1. **Bernoulli Naive Bayes**: 
   - **Advantages**: Bernoulli Naive Bayes performed the best in terms of accuracy, precision, and F1 score. It's particularly well-suited for binary classification problems like spam detection because it models features as binary values (presence or absence).
   - **Why It Performed Well**: It's likely that the dataset's binary nature (presence or absence of words or features) aligns well with the assumptions of the Bernoulli Naive Bayes model.
   - **Limitations**: While it performed well, Bernoulli Naive Bayes may struggle with features that are not naturally binary or when there is a need to capture the frequency or intensity of certain terms, which it doesn't do effectively.

2. **Multinomial Naive Bayes**:
   - **Advantages**: Multinomial Naive Bayes is commonly used for text classification, but in this case, it didn't perform as well as Bernoulli Naive Bayes. It's suitable when features represent counts or frequencies.
   - **Limitations**: It might not perform optimally when the data is not well-modeled as multinomially distributed counts, which could be the case with binary presence/absence features.

3. **Gaussian Naive Bayes**:
   - **Advantages**: Gaussian Naive Bayes is designed for continuous data. It achieved a high recall rate, meaning it identified a significant portion of actual spam emails.
   - **Limitations**: Gaussian Naive Bayes assumes that features follow a Gaussian distribution, which might not be appropriate for text data, where features are typically not normally distributed. This assumption might not hold well in practice.

**Findings and Suggestions:**

- **Best Performer**: Bernoulli Naive Bayes was the best performer overall, striking a good balance between precision and recall, which is crucial for spam detection where false positives (non-spam emails classified as spam) and false negatives (spam emails classified as non-spam) both have implications.

- **Limitations of Naive Bayes**: Naive Bayes models make strong independence assumptions between features, which might not always hold in real-world data.

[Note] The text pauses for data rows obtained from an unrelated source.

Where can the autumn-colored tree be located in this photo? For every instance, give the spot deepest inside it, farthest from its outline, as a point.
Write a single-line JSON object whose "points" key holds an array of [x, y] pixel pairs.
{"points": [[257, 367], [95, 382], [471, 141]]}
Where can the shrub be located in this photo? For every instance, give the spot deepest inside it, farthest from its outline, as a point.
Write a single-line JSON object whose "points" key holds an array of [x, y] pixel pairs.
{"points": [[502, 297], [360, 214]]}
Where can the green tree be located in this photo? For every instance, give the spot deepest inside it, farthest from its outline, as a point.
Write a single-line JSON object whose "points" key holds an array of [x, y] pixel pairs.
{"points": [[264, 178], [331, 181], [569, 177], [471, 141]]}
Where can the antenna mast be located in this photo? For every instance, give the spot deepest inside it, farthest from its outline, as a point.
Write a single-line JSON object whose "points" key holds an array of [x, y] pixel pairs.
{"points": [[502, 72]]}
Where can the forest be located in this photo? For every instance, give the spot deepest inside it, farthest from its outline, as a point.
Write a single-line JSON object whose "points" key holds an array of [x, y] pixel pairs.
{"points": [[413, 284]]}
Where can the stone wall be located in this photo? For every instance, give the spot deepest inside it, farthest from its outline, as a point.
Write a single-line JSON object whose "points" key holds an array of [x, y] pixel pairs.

Additionally, the choice of variant (Bernoulli, Multinomial, or Gaussian) depends on the nature of the data and its distribution.

- **Future Work**: To further improve spam classification, consider the following:
  - Feature Engineering: Experiment with different text preprocessing techniques, such as TF-IDF (Term Frequency-Inverse Document Frequency) or word embeddings like Word2Vec.
  - Hyperparameter Tuning: Optimize hyperparameters for each Naive Bayes variant or explore other classification algorithms like Random Forests, Support Vector Machines, or deep learning methods.
  - Ensembling: Combine predictions from multiple classifiers to improve overall performance.
  - Anomaly Detection: Consider using anomaly detection methods to identify unusual patterns in spam emails.
  - Continuous Data Handling: If you want to leverage continuous data (e.g., email metadata), explore models better suited for such data.

In conclusion, Bernoulli Naive Bayes performed the best on the given dataset, but the choice of algorithm should be tailored to the specific characteristics of the data and the goals of the spam detection task. Further optimization and experimentation can lead to even better results.